India now hold an edge after managing a 142-run second innings lead, and Henderson admits it will be tough for the visiting batsmen. “I will give you my honest opinion. Watching it, it is exciting to see spin taking wickets. If you ask our batsmen, it is not a nice wicket. But if I was the Indian coach, I would probably do the same,” the former international cricketer said. Leg-spinner Imran Tahir was brought into the attack after Elgar and off-spinner Simon Harmer in both the innings and Henderson, who played seven Tests and four ODIs for the Proteas national team, was also surprised at the strategy. “That’s a good question actually. Imran Tahir has just come back into Test cricket. He is obviously seen as an attacking bowler by Hashim. Maybe use him in short spells and Dean Elgar has taken four wickets in the first innings. “But I agree, I would have loved to have seen him probably bowl a bit longer today but look, it has been a quick day for South Africa on the field. Tomorrow we have got another day. Maybe that happens,” Henderson said when asked about the surprising move.
Henderson agreed that the road ahead is tough for South Africa but warned the hosts against complacency. “I think we need wickets. They are 140-plus already, we need wickets early to try and create pressure. Anything above 200 I believe will be challenging but saying that, I have seen this team doing some special things,” he said. “With our batting line-up, I won’t get easy if I am India because there is a lot of time left in this game and we don’t know what can happen with this game. Anything can happen, the good thing is there is a lot of time left. But obviously, if they are going to go past 300, then it is going to be really difficult. The bigger the score, the longer you can carry catchers around. So it is going to be interesting,” he opined.

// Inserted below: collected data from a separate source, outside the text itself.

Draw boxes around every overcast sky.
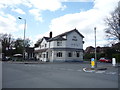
[0,0,119,49]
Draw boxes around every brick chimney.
[49,31,52,38]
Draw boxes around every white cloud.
[0,13,17,33]
[28,0,66,21]
[61,5,67,11]
[12,8,26,14]
[36,0,119,49]
[28,0,63,11]
[29,9,43,22]
[0,11,25,35]
[0,0,66,34]
[0,0,66,22]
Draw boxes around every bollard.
[91,58,95,69]
[112,58,116,66]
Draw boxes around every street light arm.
[18,17,22,19]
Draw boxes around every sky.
[0,0,119,49]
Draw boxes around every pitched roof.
[48,28,84,41]
[39,37,50,43]
[44,37,50,41]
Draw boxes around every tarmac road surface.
[2,62,118,88]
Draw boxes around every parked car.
[99,58,112,63]
[2,56,12,61]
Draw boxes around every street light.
[94,27,97,68]
[18,17,26,60]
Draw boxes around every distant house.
[35,28,84,62]
[85,46,110,54]
[85,46,95,54]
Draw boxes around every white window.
[43,54,46,58]
[56,52,62,57]
[45,44,47,47]
[76,52,80,57]
[51,51,52,56]
[57,41,62,46]
[39,53,42,57]
[68,52,72,57]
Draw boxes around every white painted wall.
[49,31,83,49]
[50,41,66,48]
[51,50,66,62]
[66,31,83,49]
[50,50,83,62]
[35,38,49,50]
[40,38,49,49]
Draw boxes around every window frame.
[76,52,80,57]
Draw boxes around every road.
[2,62,118,88]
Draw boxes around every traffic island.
[83,58,108,73]
[83,67,107,73]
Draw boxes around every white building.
[35,28,84,62]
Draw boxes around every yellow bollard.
[91,58,95,68]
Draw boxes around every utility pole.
[94,27,97,68]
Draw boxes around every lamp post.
[18,17,26,60]
[94,27,97,68]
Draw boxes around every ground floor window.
[46,52,48,58]
[76,52,80,57]
[56,52,62,57]
[43,54,46,58]
[39,53,42,57]
[68,52,72,57]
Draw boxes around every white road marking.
[83,68,95,72]
[60,68,66,70]
[106,72,117,75]
[95,71,105,73]
[77,69,82,71]
[67,69,74,71]
[24,65,35,67]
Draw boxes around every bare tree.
[0,33,14,56]
[105,2,120,43]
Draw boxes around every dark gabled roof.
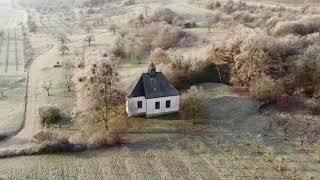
[127,72,179,99]
[127,76,145,98]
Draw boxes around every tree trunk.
[215,64,222,83]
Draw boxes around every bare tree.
[299,132,306,150]
[264,111,273,131]
[57,35,69,45]
[84,35,95,46]
[255,134,264,154]
[118,29,128,39]
[42,81,53,96]
[0,88,4,97]
[59,44,70,56]
[282,124,289,141]
[63,64,73,92]
[86,25,93,34]
[142,0,150,17]
[316,144,320,163]
[109,24,118,35]
[276,157,287,172]
[206,12,221,33]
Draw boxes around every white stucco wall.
[146,95,180,117]
[126,96,146,117]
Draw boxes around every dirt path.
[0,46,53,148]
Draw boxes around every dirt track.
[0,46,54,149]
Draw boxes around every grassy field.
[1,83,320,179]
[0,8,26,136]
[0,75,26,135]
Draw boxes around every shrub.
[207,46,236,64]
[310,101,320,115]
[121,0,135,6]
[111,38,126,58]
[249,76,285,101]
[87,131,110,147]
[38,106,61,126]
[230,31,292,87]
[152,24,186,49]
[271,16,320,36]
[163,53,230,89]
[172,16,186,27]
[232,11,255,24]
[294,50,320,96]
[180,86,208,119]
[150,48,171,65]
[33,130,69,144]
[150,8,177,24]
[206,1,222,10]
[107,107,129,144]
[265,16,281,30]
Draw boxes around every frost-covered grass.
[0,76,26,135]
[1,83,320,179]
[0,24,26,135]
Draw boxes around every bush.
[207,1,222,10]
[152,24,186,49]
[121,0,135,6]
[180,86,208,119]
[232,11,255,24]
[150,48,171,65]
[249,76,285,101]
[162,53,230,89]
[33,130,69,144]
[229,30,293,87]
[87,131,110,146]
[111,38,126,58]
[271,16,320,36]
[150,8,177,24]
[38,106,61,126]
[310,101,320,115]
[172,16,186,27]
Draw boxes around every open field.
[0,6,26,136]
[1,83,320,179]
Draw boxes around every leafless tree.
[84,35,95,46]
[264,111,273,131]
[118,29,128,39]
[57,35,69,45]
[59,44,70,56]
[255,134,264,154]
[299,132,306,150]
[86,25,93,34]
[276,157,287,172]
[316,144,320,163]
[142,0,150,17]
[0,89,4,97]
[42,81,53,96]
[283,124,289,141]
[63,64,73,92]
[206,12,221,33]
[109,24,118,35]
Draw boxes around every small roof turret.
[148,62,156,76]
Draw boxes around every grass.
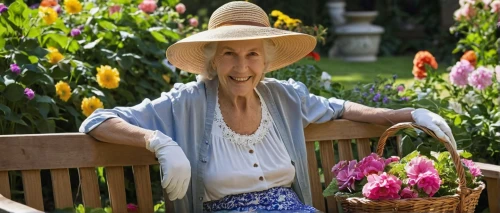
[299,56,449,89]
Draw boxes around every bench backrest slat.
[21,170,44,211]
[105,166,127,213]
[337,139,354,161]
[50,168,74,209]
[133,165,154,213]
[356,138,372,160]
[318,140,338,213]
[0,171,10,199]
[78,167,102,208]
[305,141,325,212]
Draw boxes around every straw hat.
[166,1,317,74]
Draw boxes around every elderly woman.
[80,1,455,212]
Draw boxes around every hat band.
[213,21,269,29]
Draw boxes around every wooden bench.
[0,120,498,212]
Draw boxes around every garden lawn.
[299,56,449,89]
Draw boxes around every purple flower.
[392,74,398,80]
[0,4,7,13]
[369,86,375,93]
[401,97,409,101]
[385,84,392,90]
[382,96,389,104]
[397,85,405,92]
[336,160,363,192]
[468,66,493,90]
[29,3,40,9]
[10,64,21,75]
[70,28,81,37]
[373,93,381,102]
[354,87,360,92]
[362,92,368,97]
[24,88,35,100]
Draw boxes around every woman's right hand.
[146,130,191,201]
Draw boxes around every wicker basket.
[335,122,485,213]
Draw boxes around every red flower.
[413,51,438,69]
[305,51,320,61]
[412,66,427,80]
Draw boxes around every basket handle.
[375,122,468,197]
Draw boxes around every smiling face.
[214,39,266,98]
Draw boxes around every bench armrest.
[0,194,43,213]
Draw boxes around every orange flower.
[461,50,477,67]
[41,0,58,7]
[413,51,438,69]
[412,66,427,80]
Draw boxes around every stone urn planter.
[334,11,384,62]
[326,1,346,27]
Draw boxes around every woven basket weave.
[335,122,484,213]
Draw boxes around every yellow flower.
[162,74,171,83]
[278,14,290,21]
[81,96,104,117]
[271,10,283,17]
[39,7,58,25]
[55,81,71,102]
[47,47,64,64]
[96,65,120,89]
[273,20,283,28]
[64,0,82,14]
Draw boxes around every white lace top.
[203,89,296,202]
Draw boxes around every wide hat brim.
[166,25,317,74]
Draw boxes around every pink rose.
[127,203,138,212]
[385,156,400,165]
[175,3,186,14]
[414,171,441,197]
[406,157,438,180]
[362,172,402,200]
[109,5,121,15]
[189,18,198,27]
[495,65,500,82]
[468,66,493,90]
[138,0,157,13]
[358,153,386,176]
[461,159,482,177]
[450,59,475,87]
[491,0,500,12]
[400,187,418,199]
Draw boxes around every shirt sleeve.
[79,83,188,134]
[286,79,347,125]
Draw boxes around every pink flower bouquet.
[323,151,483,200]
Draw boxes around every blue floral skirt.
[203,187,319,212]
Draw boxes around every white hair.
[200,39,276,81]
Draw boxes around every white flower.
[449,101,464,115]
[162,58,176,72]
[320,71,332,90]
[415,88,431,100]
[463,91,481,105]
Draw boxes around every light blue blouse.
[79,77,346,213]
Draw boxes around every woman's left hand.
[411,108,457,149]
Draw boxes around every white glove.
[411,108,457,150]
[146,130,191,201]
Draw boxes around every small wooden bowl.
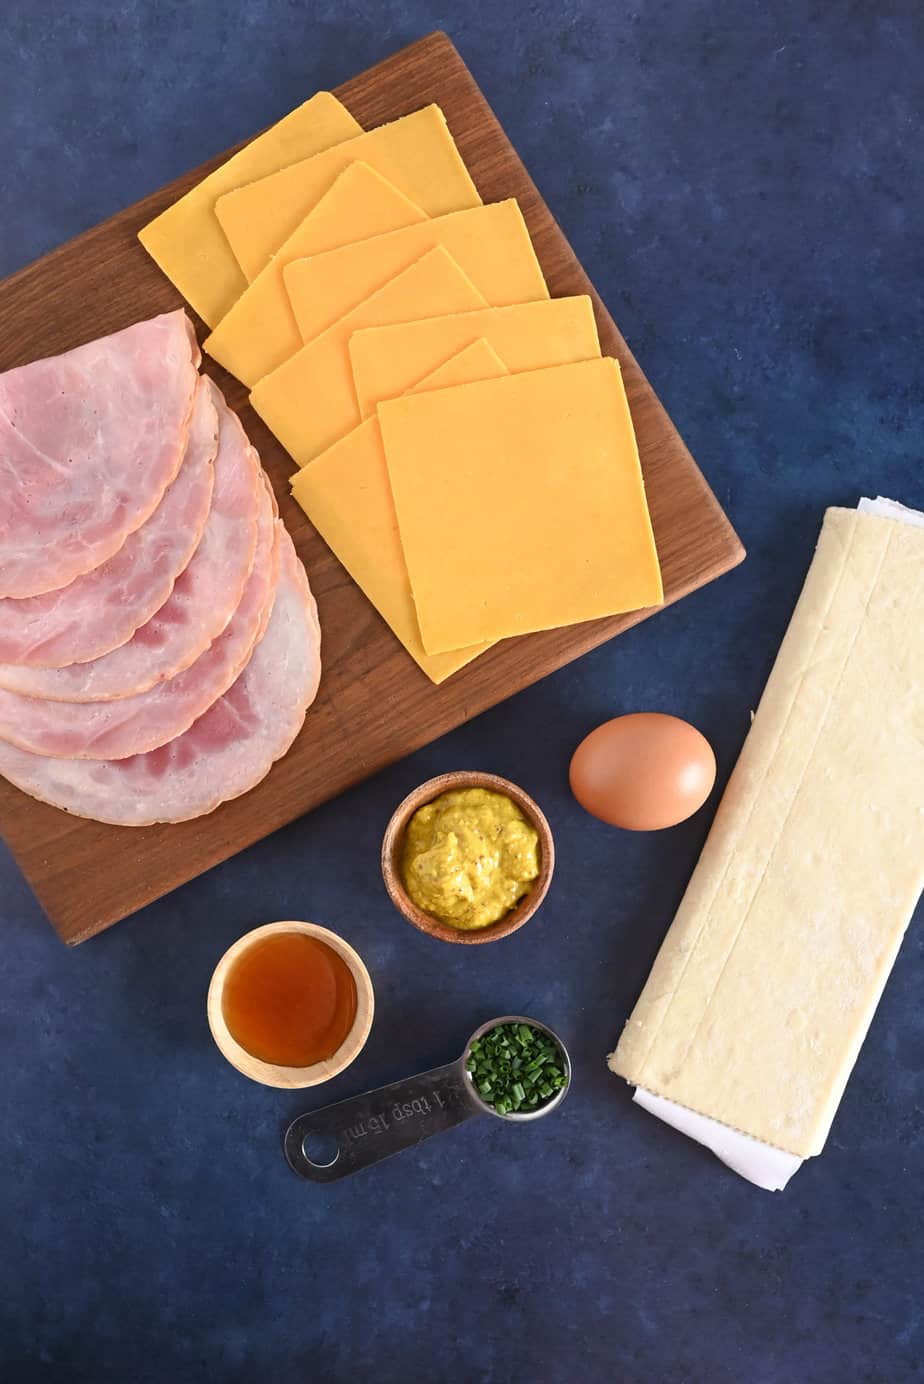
[207,920,374,1089]
[381,771,555,945]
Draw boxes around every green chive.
[467,1022,567,1116]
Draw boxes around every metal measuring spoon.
[284,1014,571,1182]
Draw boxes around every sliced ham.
[0,311,200,599]
[0,533,321,824]
[0,378,217,670]
[0,479,278,760]
[0,380,261,696]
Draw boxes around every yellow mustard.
[401,787,540,931]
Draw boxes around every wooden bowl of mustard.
[381,771,555,945]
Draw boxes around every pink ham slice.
[0,381,261,697]
[0,377,218,669]
[0,311,200,599]
[0,533,321,824]
[0,478,278,760]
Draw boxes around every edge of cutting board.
[0,31,744,944]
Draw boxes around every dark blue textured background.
[2,3,922,1381]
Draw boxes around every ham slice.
[0,311,200,599]
[0,533,320,824]
[0,381,261,697]
[0,479,278,760]
[0,378,218,669]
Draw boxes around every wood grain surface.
[0,31,744,944]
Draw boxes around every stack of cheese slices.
[140,94,664,684]
[0,313,321,825]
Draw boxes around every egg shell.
[569,713,716,831]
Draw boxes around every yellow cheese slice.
[284,199,547,342]
[291,339,509,683]
[349,296,601,419]
[251,246,486,466]
[138,92,361,326]
[378,357,663,654]
[215,105,480,283]
[204,164,427,387]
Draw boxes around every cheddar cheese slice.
[204,164,427,387]
[251,247,486,466]
[284,199,547,343]
[349,296,601,419]
[291,340,509,683]
[216,105,480,282]
[139,92,361,326]
[378,357,663,653]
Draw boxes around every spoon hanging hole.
[301,1131,340,1168]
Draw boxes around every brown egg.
[569,713,716,831]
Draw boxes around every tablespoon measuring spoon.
[284,1014,571,1182]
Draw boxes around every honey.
[221,932,357,1067]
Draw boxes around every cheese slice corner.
[284,198,547,343]
[138,92,361,326]
[203,162,427,387]
[215,104,480,282]
[349,294,601,420]
[291,337,509,683]
[251,244,486,466]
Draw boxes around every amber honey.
[221,931,358,1067]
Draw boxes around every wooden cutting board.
[0,31,744,944]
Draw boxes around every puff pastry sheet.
[610,505,924,1161]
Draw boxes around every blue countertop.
[2,3,922,1381]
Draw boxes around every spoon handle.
[284,1059,479,1182]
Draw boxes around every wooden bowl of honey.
[381,771,555,945]
[207,921,374,1089]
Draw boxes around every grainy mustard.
[401,787,540,930]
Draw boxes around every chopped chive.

Talking about the key to spinners’ success on this track, Henderson said, “In the past, I haven’t seen one Indian spinner not being successful at home and a lot of spinners in the past have come here and they have found it difficult. Not only the pace they bowl or maybe the tactics, plus also the pressure. It’s big pressure on a spinner when you see somebody else taking wickets and turning, now you feel I have got to go and do it and that creates pressure. “It’s back to basics really. We look at the revolutions on the ball, we look at the pressure, the field placing and try and keep a spinner calm and really enjoy his bowling and bowl a long spell. Look at a guy like (Ravindra) Jadeja. From the side, when you watch you think every ball spun past the bat but it didn’t.